Dogs can incur brain injuries from a variety of causes. Primary brain injuries, for example, involve direct trauma to the brain, which once acquired, cannot be altered. Secondary brain injury, meanwhile, is the alteration of brain tissue that occurs after primary injury, but this form of injury can be managed, prevented, and improved with optimal supportive care and treatment. Here are the signs your dog has a brain injury
There are three types of dog seizures, generally classified by researchers as focal (partial) seizures, generalized (grand mal) seizures, and focal seizures with secondary generalization. Grand mal seizures in dogs affect both sides of the brain and the entire body. Grand mal seizures can look like involuntary jerking or twitching in all four of the animal’s limbs and include loss of consciousness.
A partial seizure in dogs affects only a small part of the brain and can manifest a couple different ways, but will typically progress to grand mal seizures throughout the dog’s lifetime. When a dog is having a partial seizure, only one limb, side of the body, or just the face will be affected. Once the seizure(s) begin, the dog will fall on its side, become stiff, chomp its jaw, salivate profusely, urinate, defecate, vocalize, and/or paddle with all four limbs. These seizure activities generally last between 30 and 90 seconds.
2. Spontaneous Loss Of Consciousness
Syncope is the clinical term for what is otherwise often described as fainting. This is a medical condition that is characterized as a temporary loss of consciousness and spontaneous recovery.

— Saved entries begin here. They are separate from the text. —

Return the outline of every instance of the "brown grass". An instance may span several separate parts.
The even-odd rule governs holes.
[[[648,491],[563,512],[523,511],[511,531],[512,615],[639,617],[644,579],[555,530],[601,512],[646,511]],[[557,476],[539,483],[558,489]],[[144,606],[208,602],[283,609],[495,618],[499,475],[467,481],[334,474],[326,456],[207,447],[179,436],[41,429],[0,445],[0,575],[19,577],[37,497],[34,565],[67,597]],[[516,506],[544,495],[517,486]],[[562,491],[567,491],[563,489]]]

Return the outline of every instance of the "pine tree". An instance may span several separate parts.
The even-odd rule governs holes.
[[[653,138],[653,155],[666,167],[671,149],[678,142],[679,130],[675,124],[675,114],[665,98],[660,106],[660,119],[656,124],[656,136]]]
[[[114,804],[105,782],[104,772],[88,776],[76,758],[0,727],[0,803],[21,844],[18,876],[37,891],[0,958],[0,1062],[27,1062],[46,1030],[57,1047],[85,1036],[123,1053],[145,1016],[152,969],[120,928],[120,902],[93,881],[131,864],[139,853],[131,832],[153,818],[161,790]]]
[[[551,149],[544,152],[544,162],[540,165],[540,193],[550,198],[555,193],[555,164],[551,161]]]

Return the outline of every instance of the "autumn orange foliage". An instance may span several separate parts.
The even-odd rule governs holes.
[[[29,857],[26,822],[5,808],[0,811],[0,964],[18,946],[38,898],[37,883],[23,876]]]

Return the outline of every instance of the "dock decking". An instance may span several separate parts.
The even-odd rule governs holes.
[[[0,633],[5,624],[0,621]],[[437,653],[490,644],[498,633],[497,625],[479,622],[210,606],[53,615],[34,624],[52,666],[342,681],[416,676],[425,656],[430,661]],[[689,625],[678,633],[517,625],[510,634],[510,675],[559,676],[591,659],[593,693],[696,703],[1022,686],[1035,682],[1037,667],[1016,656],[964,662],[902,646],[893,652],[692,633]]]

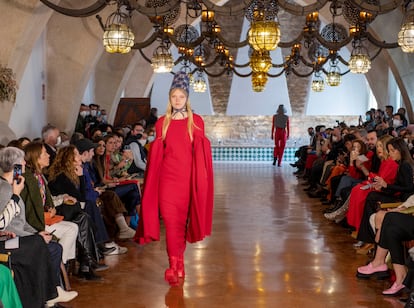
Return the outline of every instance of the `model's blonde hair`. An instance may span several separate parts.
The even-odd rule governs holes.
[[[193,141],[194,127],[196,127],[196,128],[198,128],[198,127],[194,124],[194,116],[193,116],[193,111],[191,109],[191,104],[190,104],[190,99],[188,97],[188,93],[186,91],[184,91],[183,89],[180,89],[180,88],[172,89],[170,91],[169,96],[168,96],[167,110],[165,112],[164,123],[162,125],[162,140],[165,140],[165,137],[167,136],[168,127],[170,126],[170,123],[171,123],[172,114],[173,114],[173,111],[174,111],[173,106],[171,104],[171,94],[175,90],[182,91],[183,93],[185,93],[185,96],[187,97],[187,101],[185,103],[185,108],[186,108],[186,111],[187,111],[187,118],[188,118],[187,129],[188,129],[188,135],[190,136],[190,140]]]

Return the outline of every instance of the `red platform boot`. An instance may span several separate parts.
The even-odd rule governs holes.
[[[170,286],[177,286],[178,285],[178,275],[177,275],[177,257],[169,257],[170,261],[170,268],[165,270],[164,278]]]
[[[181,255],[178,257],[177,262],[177,275],[178,278],[184,278],[185,277],[185,271],[184,271],[184,255]]]

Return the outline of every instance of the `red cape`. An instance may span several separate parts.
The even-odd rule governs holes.
[[[213,163],[210,141],[194,134],[191,170],[191,201],[186,239],[201,241],[211,234],[213,222]],[[150,148],[141,204],[141,213],[134,240],[139,244],[160,240],[158,188],[164,144],[157,138]]]

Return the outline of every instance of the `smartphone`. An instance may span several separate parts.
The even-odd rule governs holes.
[[[359,161],[361,161],[361,162],[363,162],[363,163],[365,163],[366,161],[368,161],[369,159],[368,159],[368,157],[366,157],[364,154],[362,154],[362,155],[358,155],[358,160]]]
[[[19,176],[22,175],[22,165],[15,164],[13,168],[13,180],[17,182],[17,184],[20,184],[20,178]]]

The most common cause of syncope is a temporary interruption in the brain blood supply leading to impairment in oxygen and nutrient delivery to brain. Another important cause of syncope in dogs is heart disease leading to interruption in the blood supply to the brain. Syncope is more commonly seen in older dogs, especially Cocker spaniels, miniature schnauzers, pugs, dachshunds, boxers, and German shepherds
3. Abnormal Posture Or Irregular Movements
An abnormal gait can be due to a wide array of underlying problems or conditions. These can be as simple as a recent trauma or an infection in the spinal cord, to issues stemming from the central nervous system, musculoskeletal system and even cancers. Often the problem starts small and is not noticed, but progresses to the point of muscle and joint damage.
Pain can cause a dog to adjust its gait to put less pressure on the trouble area to relieve the pain, but this can lead to further orthopedic problems. A gait is the pattern of repetitive limb motions that a dog uses to walk, trot, run and gallop. When that gait begins to look abnormal, with the dog limping, staggering, favoring a side, and showing signs of weakness and difficulties in walking, it is often a sign of a more serious issue that cannot be seen. An abnormal gait should be a signal to schedule an appointment at your veterinary clinic.
4. Nose Or Ear Bleed
A bleeding nose can come from several sources. One may be the result of a condition called coagulopathy — a condition where the blood is not coagulating as it should. There are several other possible causes for nose bleeds, such as a wound or injury that is not apparent, as from a snake bite, or it may be from a disease, like cancer in an organ, leukemia, or a number of other diseases.
Regardless of the cause, this is a condition that needs to be checked by your veterinarian promptly
5. Bleeding Inside The Eye
There are many causes of hyphema in dogs, although most are unfortunately very serious. One of the most common causes of hyphema is blunt trauma to the head.
Others include anterior uveitis (this is the inflammation of the iris and ciliary body), intraocular tumors, congenital and/or heritable conditions, or retinal separation
Faith Courtney is a dog lover who can’t get enough of K9 love. She’s had dogs around her home since she was 8 years old. Many years on, she still keeps dogs around her home. Her family likes nothing more than to take the dogs out to the a dog park where they all can stretch their legs.
COMMENTS FROM LOVIMYPUP.COM:
My brother has a 14 year old male miniature poodle who suffers from seizures for the last several years. It is interesting to note that canine neurological disorders are very similar to human neurological disorders. In fact the medication used to treat this pup is purchased via a human pharmacy. Very expensive human medications. Knowing the behavior observed in a pup that means a significant neurological incident has occurred could save your pup’s life, When unsure always check with your Vet.